00:17 Bonjour Amida.
00:18 Bonjour Jalé.
00:19 Merci d'être avec nous.
00:20 Merci pour votre invitation.
00:22 Justement, pour l'éducation des jeunes femmes, vous avez trouvé une solution,
00:26 c'est Radio Begum.
00:27 Qu'est-ce que c'est Radio Begum ?
00:29 Radio Begum, c'est une radio qui diffuse depuis Kaboul vers plus de 20 provinces d'Afghanistan.
00:37 Actuellement, c'est une radio pour femmes.
00:39 La seule radio pour femmes qui existe en Afghanistan, elle est faite pour les femmes, par les femmes.
00:46 Parce que justement, rappelez-nous très rapidement,
00:49 aujourd'hui les jeunes femmes ne peuvent pas aller à l'école.
00:53 Donc la façon que vous avez trouvé, c'est de leur apporter l'éducation à la maison.
00:59 Donc j'ai envie de vous demander, pourquoi ce combat-là
01:03 et pourquoi ne pas avoir cherché à faire en sorte qu'elles retournent dans les écoles ?
01:08 Parce que c'est ma manière d'agir à moi.

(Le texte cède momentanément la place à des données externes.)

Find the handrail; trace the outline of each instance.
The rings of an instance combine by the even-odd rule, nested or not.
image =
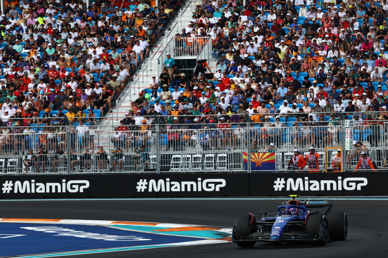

01:10 Je suis une femme de média et pour moi, j'ai fait ce que je savais faire,
01:16 c'est-à-dire un média pour toucher le plus grand nombre.
01:18 Ça fait 20 ans que je suis engagée en Afghanistan.
01:21 Je me suis réinstallée dans mon pays en 2002
01:24 et j'ai créé une entreprise de production et communication
01:28 où on a formé beaucoup de jeunes et de femmes au métier de l'audiovisuel.
01:34 Et pour moi, c'était clé de continuer à me battre en Afghanistan
01:38 et de ne pas lâcher mon pays malgré le changement de régime,
01:41 malgré les difficultés actuelles.
01:44 Et donc pour moi, Radio Begum, ça a été une réponse à l'arrivée imminente des talibans.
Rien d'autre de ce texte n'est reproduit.